Liquid biopsies may solve GIST biopsy problem



MILAN – Although genetic analysis has become a key part of gastrointestinal-stromal tumor assessment before treating a primary tumor, its use at the time of recurrence remains problematic because of the heterogeneity of recurrent clones at the time of relapse, according to Dr. George D. Demetri.

"Liquid biopsy" is a new genetic assessment method with the potential to address the heterogeneity by sampling the complete spectrum of a patient’s tumor using free circulating tumor DNA in the patient’s plasma, rather than biopsying specific pieces of the tumor.

Dr. George D. Demetri

"The challenge from multiple, progressing tumors in a patient with GIST who is failing tyrosine-kinase inhibitor treatment is how to get around the limitation of tumor biopsy. How useful are biopsies when each corner of the tumor tells you something different" when a patient has recurrent GIST? said Dr. Demetri at Sarcoma and GIST 2014, hosted by the European Society for Medical Oncology. "Do you think you get a comprehensive look by biopsying the tumor? How many biopsies do you take?" asked Dr. Demetri, professor of medicine at Harvard Medical School and director of the center for sarcoma and bone oncology at Dana Farber Cancer Institute, both in Boston.

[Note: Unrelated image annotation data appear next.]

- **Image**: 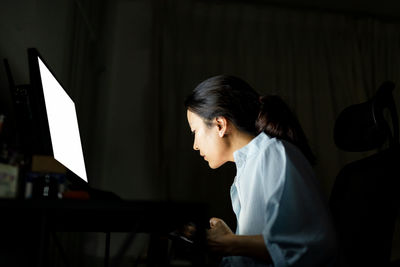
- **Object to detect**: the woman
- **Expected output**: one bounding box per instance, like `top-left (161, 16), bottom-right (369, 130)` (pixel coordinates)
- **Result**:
top-left (185, 75), bottom-right (336, 266)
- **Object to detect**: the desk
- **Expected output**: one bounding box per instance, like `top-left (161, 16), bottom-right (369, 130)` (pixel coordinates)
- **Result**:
top-left (0, 199), bottom-right (208, 267)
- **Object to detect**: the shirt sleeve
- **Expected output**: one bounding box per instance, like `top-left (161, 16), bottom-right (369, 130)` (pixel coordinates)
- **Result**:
top-left (263, 141), bottom-right (335, 266)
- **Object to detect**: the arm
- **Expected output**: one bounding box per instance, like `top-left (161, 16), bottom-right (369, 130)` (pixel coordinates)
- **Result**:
top-left (207, 218), bottom-right (271, 262)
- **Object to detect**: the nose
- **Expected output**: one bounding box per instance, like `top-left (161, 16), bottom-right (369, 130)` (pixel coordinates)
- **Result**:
top-left (193, 141), bottom-right (199, 150)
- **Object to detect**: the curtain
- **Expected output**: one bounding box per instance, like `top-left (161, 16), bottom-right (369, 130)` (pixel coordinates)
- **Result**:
top-left (152, 0), bottom-right (400, 222)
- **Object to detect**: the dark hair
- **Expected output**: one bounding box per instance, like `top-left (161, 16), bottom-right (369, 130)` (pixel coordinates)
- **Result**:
top-left (185, 75), bottom-right (315, 164)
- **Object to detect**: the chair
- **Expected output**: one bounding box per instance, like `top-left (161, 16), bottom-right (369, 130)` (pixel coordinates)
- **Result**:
top-left (329, 82), bottom-right (400, 266)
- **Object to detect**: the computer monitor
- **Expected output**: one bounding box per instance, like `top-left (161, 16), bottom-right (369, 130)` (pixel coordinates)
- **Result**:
top-left (28, 48), bottom-right (88, 182)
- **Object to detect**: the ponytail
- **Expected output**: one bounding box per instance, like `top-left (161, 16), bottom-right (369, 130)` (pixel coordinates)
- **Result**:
top-left (185, 75), bottom-right (315, 164)
top-left (255, 95), bottom-right (316, 165)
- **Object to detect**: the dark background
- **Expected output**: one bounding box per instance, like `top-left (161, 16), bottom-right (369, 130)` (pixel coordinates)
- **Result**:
top-left (0, 0), bottom-right (400, 266)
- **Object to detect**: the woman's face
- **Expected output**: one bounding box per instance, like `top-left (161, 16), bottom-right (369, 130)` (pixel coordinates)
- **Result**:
top-left (187, 110), bottom-right (228, 169)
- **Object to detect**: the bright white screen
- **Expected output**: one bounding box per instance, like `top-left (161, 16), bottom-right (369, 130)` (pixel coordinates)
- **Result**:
top-left (38, 58), bottom-right (87, 182)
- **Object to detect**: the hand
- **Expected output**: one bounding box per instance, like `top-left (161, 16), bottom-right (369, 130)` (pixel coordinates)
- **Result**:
top-left (207, 218), bottom-right (235, 255)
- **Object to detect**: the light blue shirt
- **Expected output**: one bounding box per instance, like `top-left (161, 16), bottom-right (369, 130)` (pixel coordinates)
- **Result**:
top-left (221, 133), bottom-right (336, 267)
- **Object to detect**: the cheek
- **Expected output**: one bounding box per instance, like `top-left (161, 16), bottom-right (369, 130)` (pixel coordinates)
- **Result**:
top-left (205, 137), bottom-right (225, 164)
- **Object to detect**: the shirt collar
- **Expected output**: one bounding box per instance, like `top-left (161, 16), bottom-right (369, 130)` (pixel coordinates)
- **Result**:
top-left (233, 132), bottom-right (270, 168)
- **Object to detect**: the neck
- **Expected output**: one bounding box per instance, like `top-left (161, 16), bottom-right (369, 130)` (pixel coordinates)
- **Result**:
top-left (229, 131), bottom-right (255, 162)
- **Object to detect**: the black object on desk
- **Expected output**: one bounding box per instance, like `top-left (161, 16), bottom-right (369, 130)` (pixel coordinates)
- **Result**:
top-left (0, 199), bottom-right (207, 267)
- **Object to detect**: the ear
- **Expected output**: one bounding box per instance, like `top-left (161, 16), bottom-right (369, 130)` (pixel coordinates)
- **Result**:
top-left (214, 116), bottom-right (228, 137)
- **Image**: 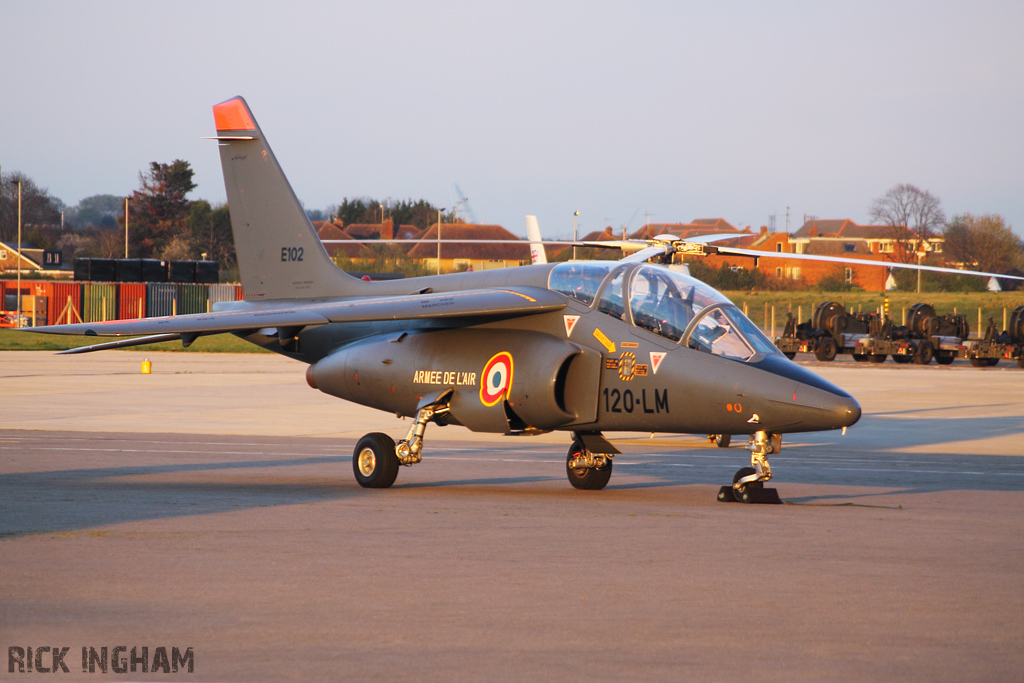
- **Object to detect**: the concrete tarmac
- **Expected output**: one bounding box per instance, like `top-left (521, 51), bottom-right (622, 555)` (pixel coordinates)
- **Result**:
top-left (0, 351), bottom-right (1024, 681)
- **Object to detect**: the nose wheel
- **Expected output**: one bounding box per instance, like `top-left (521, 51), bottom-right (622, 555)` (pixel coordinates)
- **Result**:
top-left (718, 431), bottom-right (782, 505)
top-left (565, 439), bottom-right (611, 490)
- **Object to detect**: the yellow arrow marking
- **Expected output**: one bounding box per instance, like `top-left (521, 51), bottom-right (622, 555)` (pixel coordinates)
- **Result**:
top-left (594, 328), bottom-right (615, 353)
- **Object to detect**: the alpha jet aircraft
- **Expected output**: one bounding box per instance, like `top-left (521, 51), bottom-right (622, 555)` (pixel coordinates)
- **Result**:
top-left (28, 97), bottom-right (872, 501)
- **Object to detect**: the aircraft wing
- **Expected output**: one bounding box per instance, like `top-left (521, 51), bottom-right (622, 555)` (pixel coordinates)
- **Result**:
top-left (29, 287), bottom-right (565, 352)
top-left (715, 247), bottom-right (1024, 280)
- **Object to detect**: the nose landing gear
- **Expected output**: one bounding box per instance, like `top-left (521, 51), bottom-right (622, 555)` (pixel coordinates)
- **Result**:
top-left (718, 431), bottom-right (782, 505)
top-left (565, 438), bottom-right (613, 490)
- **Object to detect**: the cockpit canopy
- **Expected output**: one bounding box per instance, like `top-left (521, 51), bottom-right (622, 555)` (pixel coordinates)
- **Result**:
top-left (548, 261), bottom-right (779, 360)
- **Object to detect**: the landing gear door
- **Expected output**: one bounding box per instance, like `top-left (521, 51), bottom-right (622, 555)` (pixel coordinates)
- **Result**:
top-left (562, 347), bottom-right (601, 425)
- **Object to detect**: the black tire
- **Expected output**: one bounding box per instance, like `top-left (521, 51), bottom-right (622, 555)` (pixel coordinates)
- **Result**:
top-left (352, 432), bottom-right (400, 488)
top-left (913, 341), bottom-right (935, 366)
top-left (732, 467), bottom-right (764, 503)
top-left (565, 439), bottom-right (611, 490)
top-left (814, 337), bottom-right (839, 361)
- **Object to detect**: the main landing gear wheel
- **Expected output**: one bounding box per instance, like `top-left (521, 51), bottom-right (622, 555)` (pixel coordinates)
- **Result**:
top-left (352, 432), bottom-right (399, 488)
top-left (732, 467), bottom-right (765, 503)
top-left (565, 439), bottom-right (611, 490)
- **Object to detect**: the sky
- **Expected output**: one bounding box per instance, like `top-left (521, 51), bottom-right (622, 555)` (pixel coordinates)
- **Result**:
top-left (0, 0), bottom-right (1024, 238)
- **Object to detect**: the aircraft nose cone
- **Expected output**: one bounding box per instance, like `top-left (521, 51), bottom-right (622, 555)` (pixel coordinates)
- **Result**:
top-left (835, 396), bottom-right (860, 427)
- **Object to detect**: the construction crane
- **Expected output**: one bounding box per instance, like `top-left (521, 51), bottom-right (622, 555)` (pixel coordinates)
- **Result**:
top-left (452, 182), bottom-right (479, 223)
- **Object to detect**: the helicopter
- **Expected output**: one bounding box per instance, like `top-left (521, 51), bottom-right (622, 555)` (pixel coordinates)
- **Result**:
top-left (28, 97), bottom-right (1019, 503)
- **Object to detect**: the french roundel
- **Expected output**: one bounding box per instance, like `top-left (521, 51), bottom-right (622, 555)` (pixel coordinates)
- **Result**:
top-left (480, 351), bottom-right (512, 407)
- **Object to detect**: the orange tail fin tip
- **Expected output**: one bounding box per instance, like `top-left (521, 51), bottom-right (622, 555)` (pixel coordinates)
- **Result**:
top-left (213, 97), bottom-right (256, 131)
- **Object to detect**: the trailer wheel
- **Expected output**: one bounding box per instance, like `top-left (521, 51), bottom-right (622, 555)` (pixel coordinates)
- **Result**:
top-left (913, 341), bottom-right (935, 366)
top-left (814, 337), bottom-right (839, 361)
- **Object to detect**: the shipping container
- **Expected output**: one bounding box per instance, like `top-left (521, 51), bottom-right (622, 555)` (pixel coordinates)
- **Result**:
top-left (116, 258), bottom-right (142, 283)
top-left (118, 283), bottom-right (145, 321)
top-left (178, 285), bottom-right (209, 315)
top-left (82, 284), bottom-right (118, 323)
top-left (89, 258), bottom-right (118, 283)
top-left (145, 283), bottom-right (178, 317)
top-left (139, 258), bottom-right (167, 283)
top-left (209, 285), bottom-right (236, 306)
top-left (22, 293), bottom-right (48, 328)
top-left (75, 258), bottom-right (92, 283)
top-left (196, 261), bottom-right (220, 285)
top-left (167, 261), bottom-right (196, 285)
top-left (47, 283), bottom-right (84, 325)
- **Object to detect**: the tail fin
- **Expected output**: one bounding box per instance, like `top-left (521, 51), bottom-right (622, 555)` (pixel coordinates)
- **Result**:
top-left (526, 216), bottom-right (548, 263)
top-left (213, 97), bottom-right (362, 299)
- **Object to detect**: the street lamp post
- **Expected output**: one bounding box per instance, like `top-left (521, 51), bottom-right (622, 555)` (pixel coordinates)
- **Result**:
top-left (572, 211), bottom-right (580, 261)
top-left (125, 197), bottom-right (128, 259)
top-left (10, 180), bottom-right (22, 328)
top-left (437, 209), bottom-right (444, 275)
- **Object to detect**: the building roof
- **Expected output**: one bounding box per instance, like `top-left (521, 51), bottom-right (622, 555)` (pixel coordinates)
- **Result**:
top-left (793, 218), bottom-right (929, 240)
top-left (804, 239), bottom-right (882, 253)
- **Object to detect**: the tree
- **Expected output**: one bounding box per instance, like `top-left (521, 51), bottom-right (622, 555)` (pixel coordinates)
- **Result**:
top-left (118, 159), bottom-right (196, 258)
top-left (65, 195), bottom-right (125, 228)
top-left (334, 197), bottom-right (455, 230)
top-left (942, 213), bottom-right (1024, 272)
top-left (0, 171), bottom-right (63, 244)
top-left (869, 182), bottom-right (945, 263)
top-left (185, 200), bottom-right (237, 270)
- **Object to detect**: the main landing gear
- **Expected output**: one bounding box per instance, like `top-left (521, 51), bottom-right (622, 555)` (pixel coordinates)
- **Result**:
top-left (352, 402), bottom-right (449, 488)
top-left (565, 437), bottom-right (614, 490)
top-left (718, 431), bottom-right (782, 505)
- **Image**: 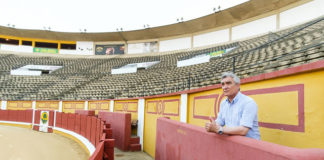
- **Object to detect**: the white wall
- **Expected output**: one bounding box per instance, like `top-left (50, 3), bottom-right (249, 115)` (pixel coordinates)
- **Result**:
top-left (193, 29), bottom-right (229, 47)
top-left (160, 37), bottom-right (191, 52)
top-left (0, 44), bottom-right (33, 53)
top-left (280, 0), bottom-right (324, 28)
top-left (127, 41), bottom-right (158, 54)
top-left (76, 41), bottom-right (94, 55)
top-left (232, 15), bottom-right (276, 40)
top-left (59, 49), bottom-right (78, 55)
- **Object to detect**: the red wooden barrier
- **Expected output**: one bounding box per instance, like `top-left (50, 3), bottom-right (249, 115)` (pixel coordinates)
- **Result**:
top-left (25, 109), bottom-right (34, 123)
top-left (98, 111), bottom-right (131, 151)
top-left (75, 110), bottom-right (95, 116)
top-left (62, 113), bottom-right (68, 129)
top-left (68, 113), bottom-right (75, 131)
top-left (155, 118), bottom-right (324, 160)
top-left (74, 114), bottom-right (81, 134)
top-left (96, 118), bottom-right (102, 147)
top-left (80, 115), bottom-right (87, 137)
top-left (90, 116), bottom-right (99, 146)
top-left (0, 110), bottom-right (9, 121)
top-left (85, 116), bottom-right (91, 141)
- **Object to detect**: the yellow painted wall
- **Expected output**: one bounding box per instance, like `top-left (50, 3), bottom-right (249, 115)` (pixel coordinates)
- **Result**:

Dr. Demetri called for continued research to prove the efficacy and utility of liquid biopsies. "We need to develop liquid biopsies to get around the issue of tumor biopsies," he said.

The approach relies on the concept that tumor cells are constantly dying and releasing their DNA into a patient’s blood, and hence the free DNA circulating reflects the genetic profile, including all mutations and clones the patient’s tumor has at the time; this approach was pioneered by researchers at Johns Hopkins University (Sci. Transl. Med. 2012;4:162ra154).

Last year, researchers in Germany reported good correlations when assessing mutations in free circulating DNA in multiple plasma samples drawn from 38 patients with recurrent GIST and matching the results with the patients’ clinical state (Clin. Cancer Res. 2013;19:4854-67).

Dr. Robert S. Benjamin

Dr. Demetri said his own laboratory recently compared mutational analyses in 32 patients with primary GIST and found that in 29 of 32 cases (91%), the mutational profile seen in the free circulating DNA matched that seen in biopsy specimens from each patient.

Currently, genetic assessment of free circulating DNA relies on looking for known mutations using specific amplification primers for those mutations, but next-generation sequencing could be used instead to search for any type of mutation, Dr. Demetri said.

Genetic analysis of GIST at the time of relapse is important, given today’s treatment options and the need to match the right treatment to the right genetic profile, but the challenge is how to perform this analysis in a meaningful way, commented Dr. Robert S. Benjamin, professor and chairman of sarcoma medical oncology at M.D. Anderson Cancer Center in Houston. "The idea of using free DNA in blood is very exciting," he said in an interview.

Dr. Demetri said he has been a consultant to Bayer, Novartis, Pfizer, Sanofi Oncology, Merck, GlaxoSmithKline, and Ariad. Dr. Benjamin said he has been a consultant to Johnson & Johnson, Merck, and Pfizer.